Verbesserung der zivilen Vorsorge und der Verteidigungsbereitschaft Europas (Aussprache)
Herr Präsident, ich danke Präsident Niinistö für seinen Bericht über die Verbesserung der Krisenvorsorge in Europa. Ich wage zu sagen, dass Geschichte und Geographie uns Finnen gelehrt haben, uns auf viele Arten von Krisenbedingungen vorzubereiten, und traditionell wollten sie sich sowohl als Familie als auch als Nation immer auf einen schlechten Tag vorbereiten, wie das Sprichwort sagt. Ein Beispiel in Finnland ist das Gesetz über die Versorgungssicherheit und als Teil der Zentralregierung die nationale Notversorgungsagentur. Es kümmert sich um die Planung und den operativen Betrieb der Versorgungssicherheit des Landes, in erster Linie durch umfassende Sicherheit, die Arzneimittel, Lebensmittel, Energie und regionale Notfallpläne zusammen mit den lokalen Behörden umfasst. Es ist wichtig, dass die Europäer den ganzheitlichen Charakter der Sicherheit verstehen. Es ist nicht nur militärisch. Wir müssen unsere kritische Infrastruktur stärken und die Unabhängigkeit Europas in allen Bereichen der Gesellschaft verbessern, damit wir im Falle unerwarteter Krisen endlich besser vorbereitet sind. Der Bericht bietet hierfür hervorragende Instrumente.
Kehrtwende bei der Bürokratie in der EU: unnötige Auflagen und unnötige Berichtspflichten müssen abgeschafft werden, damit Wettbewerbsfähigkeit und Innovation sich entfalten können (Aussprache über ein aktuelles Thema)
Herr Präsident, die Bürokratie lähmt die Wettbewerbsfähigkeit in der EU und schwächt uns auf dem Weltmarkt. Dem Draghi-Bericht zufolge betrachten mehr als 60 % der Unternehmen in der EU die Verordnung als Investitionshemmnis, und mehr als die Hälfte der kleinen und mittleren Unternehmen betrachten Regulierung und Verwaltungsaufwand als ihre größte Herausforderung.

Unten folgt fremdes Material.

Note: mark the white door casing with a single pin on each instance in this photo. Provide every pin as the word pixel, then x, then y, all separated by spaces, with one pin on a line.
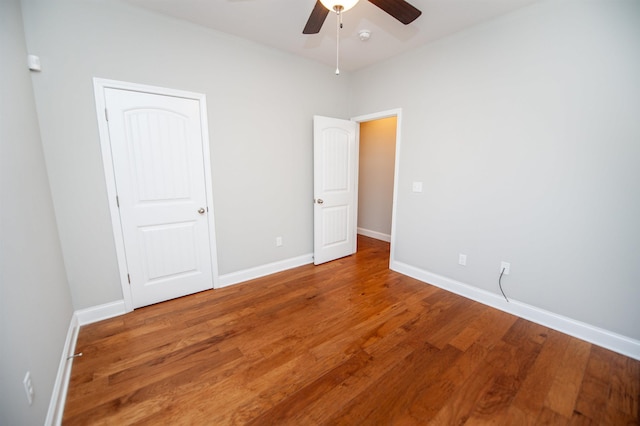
pixel 335 146
pixel 158 149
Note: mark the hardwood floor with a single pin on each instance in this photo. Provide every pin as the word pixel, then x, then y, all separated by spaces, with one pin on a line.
pixel 345 343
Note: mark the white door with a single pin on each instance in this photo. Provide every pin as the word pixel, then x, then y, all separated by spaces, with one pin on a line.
pixel 158 163
pixel 335 148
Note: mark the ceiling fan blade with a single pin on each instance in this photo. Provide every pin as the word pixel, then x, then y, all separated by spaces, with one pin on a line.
pixel 316 19
pixel 399 9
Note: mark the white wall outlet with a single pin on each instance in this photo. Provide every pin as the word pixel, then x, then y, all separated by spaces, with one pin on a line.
pixel 28 387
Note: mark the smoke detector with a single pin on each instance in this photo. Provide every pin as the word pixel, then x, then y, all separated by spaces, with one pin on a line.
pixel 364 35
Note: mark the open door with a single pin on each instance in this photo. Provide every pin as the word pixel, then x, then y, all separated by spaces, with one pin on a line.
pixel 335 153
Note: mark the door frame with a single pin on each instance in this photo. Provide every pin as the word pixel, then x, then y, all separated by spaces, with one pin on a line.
pixel 99 86
pixel 396 112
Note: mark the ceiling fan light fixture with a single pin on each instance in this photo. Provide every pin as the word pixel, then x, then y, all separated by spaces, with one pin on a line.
pixel 335 5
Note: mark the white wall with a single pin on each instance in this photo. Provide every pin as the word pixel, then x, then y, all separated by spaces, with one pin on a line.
pixel 526 133
pixel 35 303
pixel 375 175
pixel 261 102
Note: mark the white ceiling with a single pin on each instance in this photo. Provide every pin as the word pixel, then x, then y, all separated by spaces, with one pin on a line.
pixel 279 24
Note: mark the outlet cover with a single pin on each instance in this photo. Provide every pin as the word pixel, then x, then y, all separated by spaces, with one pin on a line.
pixel 28 387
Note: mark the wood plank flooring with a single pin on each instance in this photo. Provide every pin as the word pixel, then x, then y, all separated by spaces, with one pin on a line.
pixel 345 343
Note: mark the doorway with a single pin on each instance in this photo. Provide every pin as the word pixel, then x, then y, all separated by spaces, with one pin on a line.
pixel 155 149
pixel 379 146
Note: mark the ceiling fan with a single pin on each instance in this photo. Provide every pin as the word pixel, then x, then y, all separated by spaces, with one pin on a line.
pixel 399 9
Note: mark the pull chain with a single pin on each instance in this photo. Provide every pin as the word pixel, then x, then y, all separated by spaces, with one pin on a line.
pixel 338 10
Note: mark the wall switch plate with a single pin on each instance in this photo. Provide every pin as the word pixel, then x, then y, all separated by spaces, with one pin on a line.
pixel 28 387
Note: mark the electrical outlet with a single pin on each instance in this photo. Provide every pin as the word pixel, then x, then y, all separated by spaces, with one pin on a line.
pixel 28 387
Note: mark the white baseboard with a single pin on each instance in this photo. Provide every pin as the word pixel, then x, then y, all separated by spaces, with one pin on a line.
pixel 598 336
pixel 100 312
pixel 61 385
pixel 374 234
pixel 261 271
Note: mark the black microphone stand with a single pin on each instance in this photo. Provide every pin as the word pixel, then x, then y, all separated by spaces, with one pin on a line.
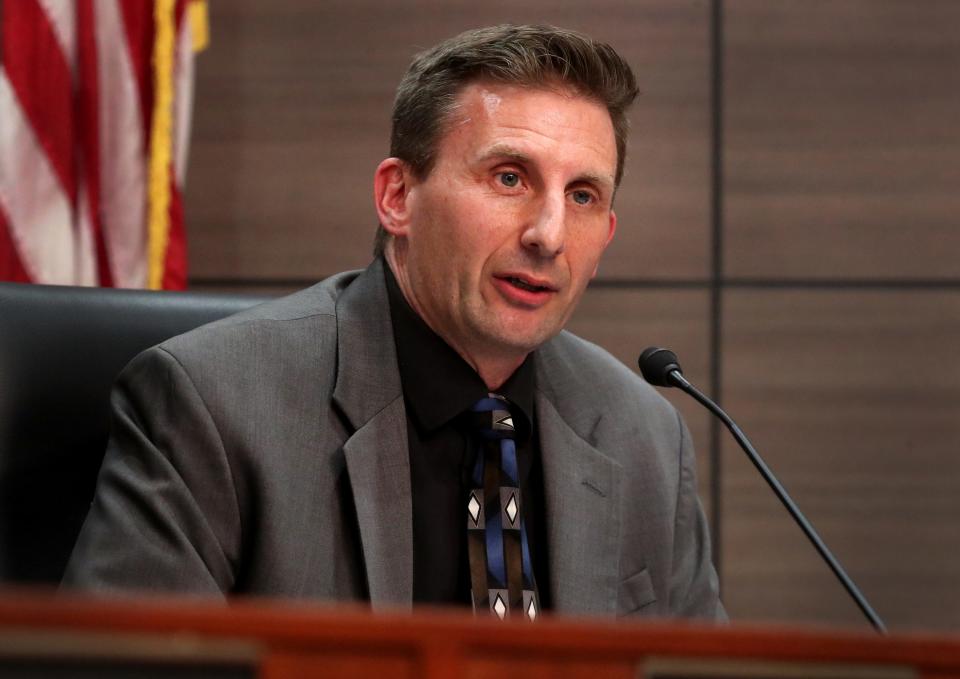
pixel 677 378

Wir sind in dieser Angelegenheit hinter den Vereinigten Staaten zurückgeblieben, und wenn wir nicht deregulieren, wird sich die Spaltung entwickeln. Zum Beispiel sind im Bereich der Technologie nur vier der 50 größten Technologieunternehmen der Welt Europäer. In der Regel wollen die Regierungen und sogar die Kommission immer weniger Bürokratie. Aber dann passiert nichts. Ganz im Gegenteil. Ich glaube, es ist eher eine Frage der Kultur und eine Art, Dinge zu tun. Bieten wir den Unternehmen die Möglichkeit, zu gedeihen, oder regulieren wir sie außerhalb des Geschäfts?
Besteuerung der Superreichen zur Beendigung der Armut und Verringerung von Ungleichheiten: Unterstützung der EU für den Vorschlag des G20-Vorsitzes (Aussprache über ein aktuelles Thema)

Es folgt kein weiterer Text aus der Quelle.